— Как она научится, если не будет пробовать, не будет прикладывать усилий для достижения цели даже тогда, когда готова это делать? Получается, что она знакома только с началом (целью) и концом (результатом), а середины (процесса достижения результата) нет, так как помочь успевают раньше, чем она справится сама, и даже раньше, чем она попробует справиться.
— Но она же может упасть.
— А как она об этом узнает, если не давать ей возможности упасть и узнать, что это такое? Ей нужен свой опыт, а не наш. С какой стати она должна нам верить?
* * *
— Вот что в нем было всегда, — рассказывает Сережин папа, — так это любознательность.
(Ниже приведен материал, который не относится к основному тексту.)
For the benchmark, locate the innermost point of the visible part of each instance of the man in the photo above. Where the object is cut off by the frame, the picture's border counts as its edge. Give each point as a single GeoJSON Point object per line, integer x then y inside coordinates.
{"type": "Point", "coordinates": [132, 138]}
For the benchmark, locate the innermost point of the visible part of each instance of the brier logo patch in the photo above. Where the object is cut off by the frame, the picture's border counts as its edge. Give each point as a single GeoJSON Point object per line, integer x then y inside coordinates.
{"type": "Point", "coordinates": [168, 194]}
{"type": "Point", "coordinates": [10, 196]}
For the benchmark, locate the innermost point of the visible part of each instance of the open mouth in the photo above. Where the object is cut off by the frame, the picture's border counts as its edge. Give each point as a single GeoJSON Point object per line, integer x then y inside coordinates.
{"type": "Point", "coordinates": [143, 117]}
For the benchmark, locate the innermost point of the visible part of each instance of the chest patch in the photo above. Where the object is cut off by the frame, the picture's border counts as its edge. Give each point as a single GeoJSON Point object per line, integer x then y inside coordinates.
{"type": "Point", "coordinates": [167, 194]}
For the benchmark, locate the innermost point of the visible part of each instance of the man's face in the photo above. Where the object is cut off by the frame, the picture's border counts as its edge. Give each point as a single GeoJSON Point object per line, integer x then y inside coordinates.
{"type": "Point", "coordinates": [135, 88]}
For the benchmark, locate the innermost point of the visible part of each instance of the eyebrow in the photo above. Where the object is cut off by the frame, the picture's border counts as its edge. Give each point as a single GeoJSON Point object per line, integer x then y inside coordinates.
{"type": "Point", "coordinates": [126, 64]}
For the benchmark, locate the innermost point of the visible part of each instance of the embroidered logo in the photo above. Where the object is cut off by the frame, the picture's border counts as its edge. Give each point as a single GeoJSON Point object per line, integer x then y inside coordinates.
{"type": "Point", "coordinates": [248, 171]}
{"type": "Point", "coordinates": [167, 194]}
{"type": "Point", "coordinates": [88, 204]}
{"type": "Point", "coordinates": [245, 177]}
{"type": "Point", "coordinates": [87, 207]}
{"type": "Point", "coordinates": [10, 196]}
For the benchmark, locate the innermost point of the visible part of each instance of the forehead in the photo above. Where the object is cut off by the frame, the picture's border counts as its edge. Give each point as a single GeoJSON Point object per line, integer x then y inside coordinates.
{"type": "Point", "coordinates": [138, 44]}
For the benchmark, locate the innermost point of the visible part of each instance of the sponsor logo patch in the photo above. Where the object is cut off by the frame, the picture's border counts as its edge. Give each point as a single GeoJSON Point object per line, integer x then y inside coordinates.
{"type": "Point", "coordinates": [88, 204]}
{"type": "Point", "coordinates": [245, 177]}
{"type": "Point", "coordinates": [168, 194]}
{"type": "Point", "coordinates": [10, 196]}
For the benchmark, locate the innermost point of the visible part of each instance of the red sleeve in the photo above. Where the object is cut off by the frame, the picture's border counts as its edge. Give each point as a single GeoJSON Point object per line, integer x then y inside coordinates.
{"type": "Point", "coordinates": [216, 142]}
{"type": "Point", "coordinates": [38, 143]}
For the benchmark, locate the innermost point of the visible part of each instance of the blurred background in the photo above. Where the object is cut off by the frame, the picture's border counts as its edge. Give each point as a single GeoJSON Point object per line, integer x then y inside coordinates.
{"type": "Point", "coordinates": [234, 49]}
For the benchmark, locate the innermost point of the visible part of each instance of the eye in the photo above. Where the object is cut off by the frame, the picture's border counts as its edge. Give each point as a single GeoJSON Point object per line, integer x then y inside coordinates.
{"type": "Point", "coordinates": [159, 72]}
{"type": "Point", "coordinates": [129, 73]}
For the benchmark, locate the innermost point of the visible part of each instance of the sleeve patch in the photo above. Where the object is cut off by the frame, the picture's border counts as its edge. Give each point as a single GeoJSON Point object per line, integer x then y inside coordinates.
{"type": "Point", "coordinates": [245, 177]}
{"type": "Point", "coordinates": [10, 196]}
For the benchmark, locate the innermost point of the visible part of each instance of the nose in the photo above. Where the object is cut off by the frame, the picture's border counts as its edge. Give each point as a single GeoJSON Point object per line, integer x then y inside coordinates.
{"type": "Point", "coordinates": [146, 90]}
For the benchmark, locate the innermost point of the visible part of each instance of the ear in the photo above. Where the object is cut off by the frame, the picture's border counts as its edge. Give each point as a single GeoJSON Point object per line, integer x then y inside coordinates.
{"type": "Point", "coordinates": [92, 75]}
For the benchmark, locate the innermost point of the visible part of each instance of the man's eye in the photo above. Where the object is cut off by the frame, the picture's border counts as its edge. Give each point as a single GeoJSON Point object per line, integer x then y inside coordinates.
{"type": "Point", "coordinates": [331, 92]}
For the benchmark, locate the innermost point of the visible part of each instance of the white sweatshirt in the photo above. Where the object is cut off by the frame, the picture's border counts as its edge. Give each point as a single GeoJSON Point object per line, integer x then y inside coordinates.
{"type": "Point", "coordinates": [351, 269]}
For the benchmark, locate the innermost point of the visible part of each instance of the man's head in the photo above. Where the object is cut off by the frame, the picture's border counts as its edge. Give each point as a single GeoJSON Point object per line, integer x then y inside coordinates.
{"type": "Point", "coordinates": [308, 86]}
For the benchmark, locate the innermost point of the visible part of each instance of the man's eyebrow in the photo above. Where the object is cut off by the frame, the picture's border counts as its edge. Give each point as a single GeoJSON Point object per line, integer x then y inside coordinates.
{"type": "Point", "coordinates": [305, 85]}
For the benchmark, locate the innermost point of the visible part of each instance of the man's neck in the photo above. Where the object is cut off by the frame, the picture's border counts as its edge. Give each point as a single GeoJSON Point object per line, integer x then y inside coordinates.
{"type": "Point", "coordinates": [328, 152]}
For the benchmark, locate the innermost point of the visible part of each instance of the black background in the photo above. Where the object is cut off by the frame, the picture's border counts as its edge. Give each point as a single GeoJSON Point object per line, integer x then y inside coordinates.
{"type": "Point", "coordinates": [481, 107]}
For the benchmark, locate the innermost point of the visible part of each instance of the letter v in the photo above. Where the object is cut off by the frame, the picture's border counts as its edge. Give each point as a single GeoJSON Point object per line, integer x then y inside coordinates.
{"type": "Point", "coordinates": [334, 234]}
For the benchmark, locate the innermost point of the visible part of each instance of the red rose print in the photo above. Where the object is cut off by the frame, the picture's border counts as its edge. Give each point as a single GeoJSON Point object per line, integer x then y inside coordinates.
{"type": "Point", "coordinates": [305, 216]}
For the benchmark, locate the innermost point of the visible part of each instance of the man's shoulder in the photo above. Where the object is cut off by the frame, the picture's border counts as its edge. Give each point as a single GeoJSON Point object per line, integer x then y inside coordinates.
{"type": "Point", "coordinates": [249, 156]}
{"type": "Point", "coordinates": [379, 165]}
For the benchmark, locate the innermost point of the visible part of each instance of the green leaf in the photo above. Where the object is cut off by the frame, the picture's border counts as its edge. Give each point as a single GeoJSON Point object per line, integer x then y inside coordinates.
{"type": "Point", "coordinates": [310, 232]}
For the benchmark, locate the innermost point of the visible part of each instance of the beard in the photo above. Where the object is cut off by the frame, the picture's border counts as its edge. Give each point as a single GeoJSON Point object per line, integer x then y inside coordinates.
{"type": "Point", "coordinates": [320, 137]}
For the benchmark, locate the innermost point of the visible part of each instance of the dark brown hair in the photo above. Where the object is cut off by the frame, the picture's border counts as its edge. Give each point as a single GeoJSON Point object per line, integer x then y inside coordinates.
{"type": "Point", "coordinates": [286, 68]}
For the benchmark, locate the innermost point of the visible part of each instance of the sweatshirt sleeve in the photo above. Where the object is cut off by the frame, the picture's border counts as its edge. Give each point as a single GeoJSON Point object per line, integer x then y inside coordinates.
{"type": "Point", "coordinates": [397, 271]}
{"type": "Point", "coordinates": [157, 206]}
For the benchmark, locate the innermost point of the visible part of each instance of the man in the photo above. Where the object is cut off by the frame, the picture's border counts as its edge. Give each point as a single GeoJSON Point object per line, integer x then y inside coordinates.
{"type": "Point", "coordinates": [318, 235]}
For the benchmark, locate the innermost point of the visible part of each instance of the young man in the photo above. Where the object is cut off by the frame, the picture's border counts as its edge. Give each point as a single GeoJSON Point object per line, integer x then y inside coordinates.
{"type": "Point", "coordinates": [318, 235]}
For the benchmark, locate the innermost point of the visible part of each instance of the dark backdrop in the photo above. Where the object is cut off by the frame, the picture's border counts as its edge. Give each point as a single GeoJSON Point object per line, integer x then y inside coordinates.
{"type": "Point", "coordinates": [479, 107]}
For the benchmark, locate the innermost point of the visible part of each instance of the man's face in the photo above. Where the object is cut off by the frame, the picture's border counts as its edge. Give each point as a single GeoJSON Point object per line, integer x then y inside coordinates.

— Аутичные дети в большинстве своем и есть любознательные, даже слишком. От чего и страдают, так как, не справившись с потоком информации, выстраивают защиты.
* * *
Учу Рому говорить, вернее, учу его разрешать себе говорить «не хочу», «не могу», «не знаю», «не помню», «надоело». Именно учу, потому что сам он, как и многие аутичные дети, сказать этого не может. Слишком важна для него оценка, и она должна быть идеальной. То, что иногда проще сказать «не знаю», чем говорить все подряд, он не понимает пока. Ему страшно признать себя незнающим, так как он боится возможной реакции. Знает, что знать — это хорошо и правильно. При этом часто психологическая невозможность сказать, например, слово «надоело» и придуманная им необходимость продолжать деятельность вне зависимости от желания приводят к срыву. Поэтому каждый раз, когда вижу, что момент настал, буквально заставляю говорить его эти слова. Убеждая его в том, что он имеет право как хотеть, так и не хотеть, как мочь, так и не мочь.
* * *
Одна из ключевых проблем аутичного ребенка, из которой потом и вырастает множество других, — изначально повышенный уровень доверия. Именно поэтому такие дети легко ломаются на том, чего другие бы и не заметили. И ломаются настолько сильно, что вынуждены выстраивать глобальную защиту, внутри которой находится их стопроцентное доверие к миру.
* * *
О том, что не нравится, надо говорить, не рассчитывая на то, что все всё поймут без слов и к тому же правильно отреагируют.
* * *
Для того чтобы была мотивация к излечению, необходимо видеть выгоду от этого. Для аутичного ребенка это также имеет значение: для того чтобы он хотел выйти из этого состояния, ему нужно ощущать выгоду. Выгода от аутизма заключается в том, что можно не видеть, не слышать и не чувствовать очень много чего. И в первую очередь это касается именно самого близкого ребенку круга. Если это «много чего», от которого ребенок аутизируется, исчезнет, то аутизм не будет выполнять своей роли и окажется не нужен.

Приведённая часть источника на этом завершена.